What Grumpy Thought Of Snow White

Grumpy looked at the other elves sitting around the table, sniffling and crying. First they'd thought Snow White was dead, and they'd been all weepy and whiney. After just about getting over that the prince came along and woke her up. Prince Charming, or Prince Charmin, Grumpy didn't know. Maybe he was named after toilet paper. All it took was a kiss to revive her. Grumpy wasn't sure which was more surprising, that Ol' Whitey was still alive, or that the prince liked girls. Anyway, he rode off with her to his castle, or condo, whatever. Now the elves are all weepy and whiney again. All except Grumpy. As far as he was concerned, it was good riddance.
Snow White had been a finger poked in his eye since the day she arrived. Nothing but rules and griping. Who elected her Queen? Wash your hands before you eat. Pick up after yourself. Why? He liked the cluttered look. Take a bath every week. What a waste of time and water. Put on clean clothes. Change your underwear. Grumpy liked to keep on the same underwear until they disintegrated, leaving only the elastic waistband. Then he'd put on a new pair, and use the old waistband as a headband. Waste not, want not Grumpy always said. No playing poker. That one really hurt. Dopey was always good for a few bucks. No smoking cigars in the house. Whose house was it, anyway? She was tougher than General Patton. No, Grumpy wouldn't be shedding any tears over Little Miss Sunshine. That stupid prince doesn't know what he's gotten himself into. Of course, the other elves thought she was terrific. They seemed to like all that law and order. What a bunch of jerks. They,re all dumber than a keg of nails.

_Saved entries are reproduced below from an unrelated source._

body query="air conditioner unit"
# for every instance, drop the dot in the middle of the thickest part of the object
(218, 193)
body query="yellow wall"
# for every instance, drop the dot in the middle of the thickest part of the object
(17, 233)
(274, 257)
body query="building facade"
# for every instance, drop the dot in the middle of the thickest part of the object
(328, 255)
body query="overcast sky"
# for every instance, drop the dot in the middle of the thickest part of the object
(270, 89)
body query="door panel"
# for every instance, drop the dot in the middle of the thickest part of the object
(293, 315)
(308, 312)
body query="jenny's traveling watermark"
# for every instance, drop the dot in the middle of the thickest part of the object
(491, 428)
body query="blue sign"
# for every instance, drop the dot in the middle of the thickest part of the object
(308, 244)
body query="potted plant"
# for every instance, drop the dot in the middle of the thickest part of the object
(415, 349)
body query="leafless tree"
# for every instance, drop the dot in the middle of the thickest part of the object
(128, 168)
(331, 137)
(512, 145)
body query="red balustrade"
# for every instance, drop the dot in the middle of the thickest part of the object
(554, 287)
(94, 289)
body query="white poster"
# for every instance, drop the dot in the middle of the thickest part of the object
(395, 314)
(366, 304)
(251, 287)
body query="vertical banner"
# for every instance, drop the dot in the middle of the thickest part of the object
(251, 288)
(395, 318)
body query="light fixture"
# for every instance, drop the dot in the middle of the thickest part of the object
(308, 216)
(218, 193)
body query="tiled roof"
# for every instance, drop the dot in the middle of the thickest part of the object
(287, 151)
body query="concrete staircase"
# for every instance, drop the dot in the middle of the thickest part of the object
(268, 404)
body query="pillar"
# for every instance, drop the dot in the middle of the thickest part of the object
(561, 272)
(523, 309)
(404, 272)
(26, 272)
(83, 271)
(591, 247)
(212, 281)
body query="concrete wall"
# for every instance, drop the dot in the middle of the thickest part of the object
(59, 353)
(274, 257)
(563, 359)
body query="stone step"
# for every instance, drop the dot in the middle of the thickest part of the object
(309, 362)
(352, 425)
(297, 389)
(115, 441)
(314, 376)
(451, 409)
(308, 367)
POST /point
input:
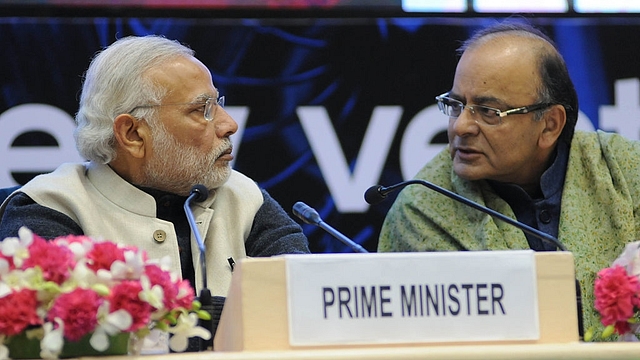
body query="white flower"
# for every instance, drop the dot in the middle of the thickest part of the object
(131, 268)
(185, 328)
(152, 295)
(109, 325)
(18, 248)
(53, 340)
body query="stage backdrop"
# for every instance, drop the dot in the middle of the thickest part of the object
(325, 107)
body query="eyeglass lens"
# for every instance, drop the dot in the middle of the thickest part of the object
(211, 106)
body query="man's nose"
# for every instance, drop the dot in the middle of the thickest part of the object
(225, 125)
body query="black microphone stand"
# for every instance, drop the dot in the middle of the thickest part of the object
(200, 193)
(310, 216)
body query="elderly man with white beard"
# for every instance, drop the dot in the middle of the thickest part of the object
(152, 125)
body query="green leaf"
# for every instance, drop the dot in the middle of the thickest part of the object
(204, 315)
(608, 331)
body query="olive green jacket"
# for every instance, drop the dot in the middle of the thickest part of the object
(600, 210)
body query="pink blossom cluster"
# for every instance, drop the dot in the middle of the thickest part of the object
(617, 297)
(78, 286)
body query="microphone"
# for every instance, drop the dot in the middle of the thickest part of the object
(200, 193)
(378, 193)
(310, 216)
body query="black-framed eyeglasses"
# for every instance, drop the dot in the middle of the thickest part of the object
(209, 110)
(488, 115)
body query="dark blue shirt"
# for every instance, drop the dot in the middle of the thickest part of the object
(541, 213)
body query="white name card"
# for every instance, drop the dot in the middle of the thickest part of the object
(346, 299)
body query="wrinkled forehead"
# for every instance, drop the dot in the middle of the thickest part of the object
(501, 66)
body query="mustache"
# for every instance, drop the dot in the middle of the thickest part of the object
(225, 147)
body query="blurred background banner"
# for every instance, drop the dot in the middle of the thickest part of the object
(331, 97)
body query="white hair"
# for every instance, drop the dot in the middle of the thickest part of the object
(115, 84)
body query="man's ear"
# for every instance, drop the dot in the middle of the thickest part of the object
(555, 119)
(131, 134)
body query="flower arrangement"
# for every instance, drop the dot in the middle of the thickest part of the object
(74, 286)
(617, 295)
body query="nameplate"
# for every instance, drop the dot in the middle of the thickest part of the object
(422, 297)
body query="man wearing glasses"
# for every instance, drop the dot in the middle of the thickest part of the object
(512, 112)
(152, 125)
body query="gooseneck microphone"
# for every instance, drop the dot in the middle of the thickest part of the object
(200, 193)
(377, 193)
(310, 216)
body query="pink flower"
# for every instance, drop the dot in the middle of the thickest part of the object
(17, 311)
(103, 255)
(616, 296)
(125, 296)
(77, 310)
(55, 261)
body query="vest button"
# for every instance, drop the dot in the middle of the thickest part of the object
(159, 236)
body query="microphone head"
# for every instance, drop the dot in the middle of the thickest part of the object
(201, 192)
(373, 195)
(306, 213)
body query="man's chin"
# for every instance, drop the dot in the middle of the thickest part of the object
(467, 173)
(219, 181)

Grumpy stood up. "You knuckleheads make me sick. I'm tired of all this caterwalling. I'm going to bed." He snorted derisively, and headed for the stairs.
He started up the stairs. All this fuss over a woman. All she ever did was nag, nag, nag. He stopped after a few steps. She made pretty good soup though, he'd give her that. He went up a few more steps. And she smelled nice. He reached the top of the staircase. She was a pain, but she really did care about them. As he went in the bedroom, a tear trickled down his grizzled cheek. Maybe she wasn't so bad. He looked to make sure no one had followed him. Oh crap, he thought, wiping away the tear. I guess I miss her, too. But I'll never tell those clowns downstairs that. He wished he could demonstrate how he felt without anyone knowing. Before going to bed, Grumpy decided to honor Snow White the best way he knew. He put on a clean pair of underwear.